Difference between a subsystem and a component

孤人 提交于 2020-05-10 03:51:48

问题


I would like to ask what is the difference between a subsystem and a component in the UML sense?


回答1:


I have to agree with Preet, but practically, a subsystem is larger than a component. I use components for libraries (either bought, pillaged, or built) and subsystems for a part of the whole system that performs a given integrated function. For example, in a blood processing device, the centrifuge driver and control would be a component. The integrated blood suction regulation (which includes safety mechanisms, motor control, user control, and communications) would be a subsystem.




回答2:


Before UML 2.0 I could perfectly see a <<subsystem>> as a design-time <<component>>, which would finally become a <<component>>. The UML 1.4 defines component as "A modular, deployable, and replaceable part of a system that encapsulates implementation and exposes a set of interfaces. A component is typically specified by one or more classifiers (e.g., implementation classes) that reside on it, and may be implemented by one or more artifacts (e.g., binary, executable, or script files)."

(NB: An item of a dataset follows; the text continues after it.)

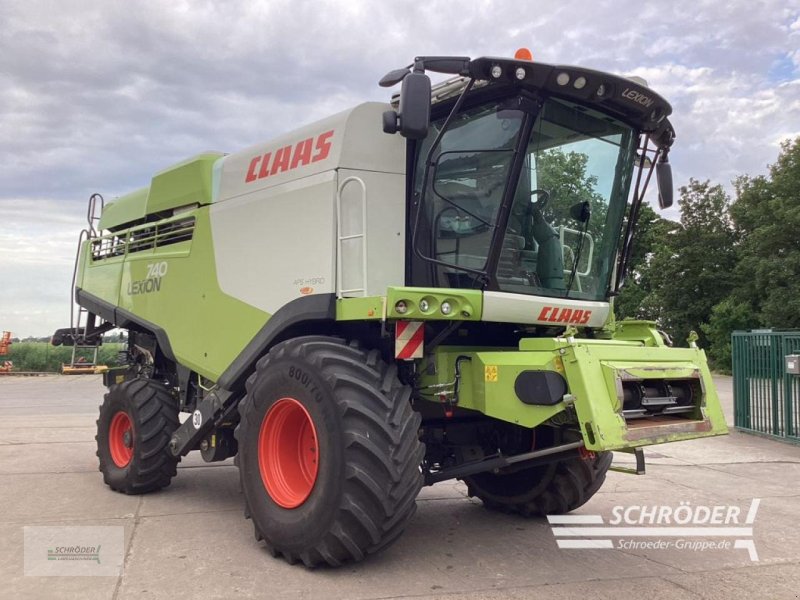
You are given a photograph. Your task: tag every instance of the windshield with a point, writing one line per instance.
(564, 221)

After the aforementioned "fuzziness" was introduced to the UML (in UML 2.0), I am more inclined to use <<subsystem>> as a larger <<component>>, and see both of them as replaceable and reusable constituents of a system.




回答3:


From IBM developerWorks - UML basics: The component diagram

The UML 2 specification is quite vague on how a subsystem is different from a component. The specification does not treat a component or a subsystem any differently from a modeling perspective. Compared with UML 1.x, this UML 2 modeling ambiguity is new. But there's a reason. In UML 1.x, a subsystem was considered a package, and this package notation was confusing to many UML practitioners; hence UML 2 aligned subsystems as a specialized component, since this is how most UML 1.x users understood it. This change did introduce fuzziness into the picture, but this fuzziness is more of a reflection of reality versus a mistake in the UML 2 specification.

So in short none.




回答4:


In UML models, subsystems are a type of stereotyped component that represent independent, behavioral units in a system. Subsystems are used in class, component, and use-case diagrams to represent large-scale components in the system that you are modeling.

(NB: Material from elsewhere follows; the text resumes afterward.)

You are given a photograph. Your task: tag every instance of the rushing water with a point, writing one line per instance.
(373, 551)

You can model an entire system as a hierarchy of subsystems. You can also define the behavior that each subsystem represents by specifying interfaces to the subsystems and the operations that support the interfaces.

In diagrams, compartments display information about the attributes, operations, provided interfaces, required interfaces, realizations, and internal structure of the subsystem.

Typically, a subsystem has a name that describes its contents and role in the system.

As the following figure illustrates, a subsystem is displayed as a rectangle that contains the name of the subsystem. It also contains the keyword «Subsystem» and the subsystem icon.